Afghanistan, schools for girls reopened in Herat after the 15-year-old’s appeal

Afghanistan, schools for girls reopened in Herat after the 15-year-old’s appeal
Afghanistan, schools for girls reopened in Herat after the 15-year-old’s appeal

“Today, as a representative of the girls, I want to send a message that comes from our hearts. We all know that Herat is a city of knowledge … so why do schools have to be closed for female students? ‘ It was October 21 when Sotooda Forotan, a 15-year-old student, took the stage for a speech at a public ceremony in Herat, western Afghanistan, on the anniversary of Prophet Muhammad’s birth. According to the program approved by the local authorities, he should have simply recited a poem. Instead, once on the microphone, he surprised everyone by launching his unexpected appeal to the Taliban to allow the girls to return to school: a heartfelt speech that had moved the approximately 200 present and soon went viral among Afghan social media users, returning fueling the battle against the mullahs’ ban on women’s education, which is permitted nationally only in primary schools.

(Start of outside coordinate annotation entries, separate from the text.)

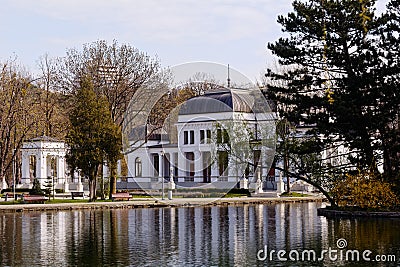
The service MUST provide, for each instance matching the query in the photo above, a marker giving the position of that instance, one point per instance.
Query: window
(32, 167)
(188, 137)
(205, 136)
(138, 167)
(192, 137)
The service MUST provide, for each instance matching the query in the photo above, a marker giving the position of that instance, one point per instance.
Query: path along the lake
(154, 203)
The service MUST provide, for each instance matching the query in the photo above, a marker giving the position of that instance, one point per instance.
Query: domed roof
(223, 100)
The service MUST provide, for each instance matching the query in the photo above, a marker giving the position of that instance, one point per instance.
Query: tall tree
(336, 77)
(93, 136)
(18, 116)
(117, 72)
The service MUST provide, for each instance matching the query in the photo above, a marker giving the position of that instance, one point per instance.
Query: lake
(286, 234)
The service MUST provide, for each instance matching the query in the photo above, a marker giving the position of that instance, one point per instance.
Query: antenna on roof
(229, 79)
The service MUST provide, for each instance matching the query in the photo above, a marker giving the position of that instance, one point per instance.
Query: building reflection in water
(201, 236)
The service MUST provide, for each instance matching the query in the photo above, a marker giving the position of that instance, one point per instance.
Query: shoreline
(330, 213)
(156, 203)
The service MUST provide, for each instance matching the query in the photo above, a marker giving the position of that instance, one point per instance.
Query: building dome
(223, 100)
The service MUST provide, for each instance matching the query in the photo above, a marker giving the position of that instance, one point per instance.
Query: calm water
(201, 236)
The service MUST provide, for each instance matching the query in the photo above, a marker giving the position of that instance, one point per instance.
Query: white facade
(197, 158)
(43, 157)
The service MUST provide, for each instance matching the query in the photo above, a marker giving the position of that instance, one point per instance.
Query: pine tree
(338, 73)
(93, 135)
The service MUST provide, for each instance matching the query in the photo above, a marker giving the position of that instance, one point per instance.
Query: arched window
(138, 167)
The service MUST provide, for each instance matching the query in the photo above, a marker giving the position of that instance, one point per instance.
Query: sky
(233, 32)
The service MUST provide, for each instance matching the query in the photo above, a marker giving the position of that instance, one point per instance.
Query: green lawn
(294, 194)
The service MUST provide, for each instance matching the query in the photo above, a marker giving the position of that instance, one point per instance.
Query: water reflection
(199, 236)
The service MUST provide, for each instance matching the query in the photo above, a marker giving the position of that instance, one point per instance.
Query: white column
(41, 167)
(232, 170)
(172, 159)
(160, 166)
(25, 168)
(181, 166)
(214, 171)
(198, 166)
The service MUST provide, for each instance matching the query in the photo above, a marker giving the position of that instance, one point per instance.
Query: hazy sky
(176, 31)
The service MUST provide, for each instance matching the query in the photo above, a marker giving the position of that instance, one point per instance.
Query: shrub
(366, 191)
(36, 188)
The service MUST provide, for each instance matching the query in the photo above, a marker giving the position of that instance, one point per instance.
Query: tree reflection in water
(190, 236)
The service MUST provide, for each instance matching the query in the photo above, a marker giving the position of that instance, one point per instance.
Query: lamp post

A campaign that has now achieved a first result: the reopening of secondary and high schools for female students in Herat, the third largest city in the country. The return to class has already involved a few thousand students from the seventh to the twelfth year of studies, but according to the estimates of the local teachers’ association, the decision is destined to allow 250-300 thousand girls to return to school, considering that the population female education is about half of the million students registered by the authorities.

An outcome welcomed with enthusiasm by Sotooda: “I want to go to university and work,” explained the young activist, telling local media that her dream is to become the first Afghan foreign minister. In the rest of Afghanistan, however, despite the repeated promises of self-styled Koranic students, education is currently guaranteed only for primary school students. And in addition to the obscurantist policies of the mullahs, who said they did not want to authorize mixed classes either at school or university, the dramatic situation of public finances in Afghanistan, after the blocking of international aid: since the arrival of the Taliban to power, in August, the teachers report that they have not yet received even a salary.